Теперь он смотрит на меня. Качнув головой, я посылаю белый пенящийся шарик вниз. Ветер подхватывает его и относит вправо, разбивая о лобовое стекло полицейской машины. В молчании я оцениваю плевок, пытаясь понять, почему промахнулся.

– Вы не учли ветер, – говорит Малкольм.

Я глубокомысленно киваю, словно не слыша его, но внутри у меня, там, где еще не все замерзло, разливается теплый свет.

– Ты прав. Эти здания образуют что-то вроде туннеля для ветра.

– Не ищите оправданий.

– А ты даже не пытался.

Парень смотрит вниз, обдумывая положение.

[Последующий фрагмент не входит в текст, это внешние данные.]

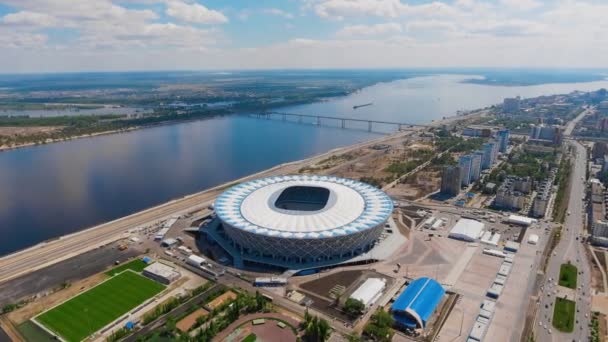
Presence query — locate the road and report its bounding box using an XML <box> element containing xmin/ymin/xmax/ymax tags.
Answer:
<box><xmin>535</xmin><ymin>140</ymin><xmax>591</xmax><ymax>342</ymax></box>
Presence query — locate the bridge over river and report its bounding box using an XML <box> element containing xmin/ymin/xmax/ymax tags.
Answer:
<box><xmin>251</xmin><ymin>112</ymin><xmax>429</xmax><ymax>132</ymax></box>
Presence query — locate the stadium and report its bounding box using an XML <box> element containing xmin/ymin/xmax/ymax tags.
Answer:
<box><xmin>215</xmin><ymin>175</ymin><xmax>393</xmax><ymax>269</ymax></box>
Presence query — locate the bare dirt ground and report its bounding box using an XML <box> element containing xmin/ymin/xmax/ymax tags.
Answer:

Он обхватил свои колени, словно пытаясь согреться. Это хороший знак.

Через секунду плевок вылетает из его рта и падает вниз. Вместе мы наблюдаем за его полетом, почти желая, чтобы он не отклонялся. Он попадает прямо между глаз телерепортера, и мы с Малкольмом в едином порыве стонем от радости.

Следующий мой плевок безобидно приземляется на ступеньку. Малкольм спрашивает, можно ли сменить цель. Он снова хочет попасть в телевизионщика.

– Жаль, что у нас нет водяных бомб, – говорит он, упираясь подбородком в колено.

– Если бы ты мог облить водой любого человека в мире, кого бы ты выбрал?

– Родителей.

– Почему?

– Я больше не хочу химии. С меня довольно. – Он не вдается в подробности. Это и ни к чему. Не много существует процедур с худшими побочными эффектами, чем химиотерапия. Тошнота, рвота, запоры, анемия и упадок сил доведут кого угодно.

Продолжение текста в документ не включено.